Today some friends and I set out for the Tate Modern, there to see various cool modern things.
Now me, I do not feel fully clothed walking around cities without my backpack, in which I have money, bus tickets, bottled water, mints, chocolate, an MP3 player, pencils, my notebook, some other light reading material in case I get stuck on a desert island by accident, etc., etc., etc.
On this particular occasion my backpack also contained some other stuff which I had not bothered to put away in my regular luggage, which were still in there from the plane flight, such as for instance toiletries.
It turns out that when you walk into the Tate Modern, after the guys who open your bag and look at all your stuff and go “hmm” and say “that’s fine, miss”, there is also a metal-detector of some kind. And when I walked through it, it went off, thanks to something in the backpack.
Whereupon the guard sitting there called over another guard, “to figure out exactly what set it off”, so that they began going through my entire collection of not-cleared-out-since-1982 rubbish; laying it out neatly on the floor; passing it through the detector to see if anything interesting happened; and commenting, mostly politely, but occasionally with a faint note of incredulity, on the fact that, yes, I do inexplicably have in my bag old candy wrappers and expired bus transfers.

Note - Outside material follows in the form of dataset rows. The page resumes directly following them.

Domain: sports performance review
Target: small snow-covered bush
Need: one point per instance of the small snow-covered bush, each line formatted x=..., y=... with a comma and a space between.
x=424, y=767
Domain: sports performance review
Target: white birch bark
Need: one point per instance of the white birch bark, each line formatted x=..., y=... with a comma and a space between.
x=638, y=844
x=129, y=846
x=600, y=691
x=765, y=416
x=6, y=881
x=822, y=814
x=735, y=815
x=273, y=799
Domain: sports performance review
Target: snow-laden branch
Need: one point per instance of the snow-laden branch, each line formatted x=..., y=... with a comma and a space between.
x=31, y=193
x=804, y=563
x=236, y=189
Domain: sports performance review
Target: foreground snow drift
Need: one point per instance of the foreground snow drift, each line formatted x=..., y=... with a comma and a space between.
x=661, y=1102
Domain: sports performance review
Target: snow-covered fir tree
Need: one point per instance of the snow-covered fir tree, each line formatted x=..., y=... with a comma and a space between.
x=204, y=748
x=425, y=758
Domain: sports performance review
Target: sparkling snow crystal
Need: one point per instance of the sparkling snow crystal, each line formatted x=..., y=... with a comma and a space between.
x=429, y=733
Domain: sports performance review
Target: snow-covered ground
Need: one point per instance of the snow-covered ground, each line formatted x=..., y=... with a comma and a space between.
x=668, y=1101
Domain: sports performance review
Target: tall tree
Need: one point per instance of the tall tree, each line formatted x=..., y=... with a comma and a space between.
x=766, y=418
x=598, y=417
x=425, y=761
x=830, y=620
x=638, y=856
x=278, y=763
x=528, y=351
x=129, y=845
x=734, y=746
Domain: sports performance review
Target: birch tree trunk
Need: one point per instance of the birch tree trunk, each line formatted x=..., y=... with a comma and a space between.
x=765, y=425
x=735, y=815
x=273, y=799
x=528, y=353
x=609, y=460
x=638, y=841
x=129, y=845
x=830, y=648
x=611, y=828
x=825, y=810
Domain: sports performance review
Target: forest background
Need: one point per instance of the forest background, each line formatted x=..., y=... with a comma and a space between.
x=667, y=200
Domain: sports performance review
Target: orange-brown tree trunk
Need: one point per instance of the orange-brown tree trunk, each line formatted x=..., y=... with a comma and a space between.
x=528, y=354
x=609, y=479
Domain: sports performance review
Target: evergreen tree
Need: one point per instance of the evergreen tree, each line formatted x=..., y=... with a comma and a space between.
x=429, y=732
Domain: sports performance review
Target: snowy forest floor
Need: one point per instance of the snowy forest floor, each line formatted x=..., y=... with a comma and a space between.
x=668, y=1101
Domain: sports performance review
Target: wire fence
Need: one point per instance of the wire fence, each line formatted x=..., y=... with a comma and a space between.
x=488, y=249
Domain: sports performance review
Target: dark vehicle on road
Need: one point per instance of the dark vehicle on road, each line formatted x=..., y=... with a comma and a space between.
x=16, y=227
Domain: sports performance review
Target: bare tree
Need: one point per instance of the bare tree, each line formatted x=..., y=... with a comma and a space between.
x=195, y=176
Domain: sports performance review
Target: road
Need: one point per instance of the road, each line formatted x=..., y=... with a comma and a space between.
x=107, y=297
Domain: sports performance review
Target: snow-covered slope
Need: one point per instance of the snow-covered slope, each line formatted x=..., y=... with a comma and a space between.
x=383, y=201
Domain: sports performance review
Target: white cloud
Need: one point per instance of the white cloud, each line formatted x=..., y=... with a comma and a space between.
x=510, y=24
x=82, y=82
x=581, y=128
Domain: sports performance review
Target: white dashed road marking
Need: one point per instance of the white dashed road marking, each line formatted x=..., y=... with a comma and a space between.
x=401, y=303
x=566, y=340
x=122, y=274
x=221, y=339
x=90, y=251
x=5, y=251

I’m here to tell you that you haven’t lived until you’ve had a burly British man say “maybe it’s this, then?” and pass your deodorant through a metal detector, in full view of the smirking masses.
Here’s the kicker: we never did figure out what was responsible. After a full-scale inventory of my stuff, they put everything back in the bag and passed it through again and the detector DID NOT GO OFF.
“Sorry about that, then,” said the older guard. “It’s amber alert, you know.”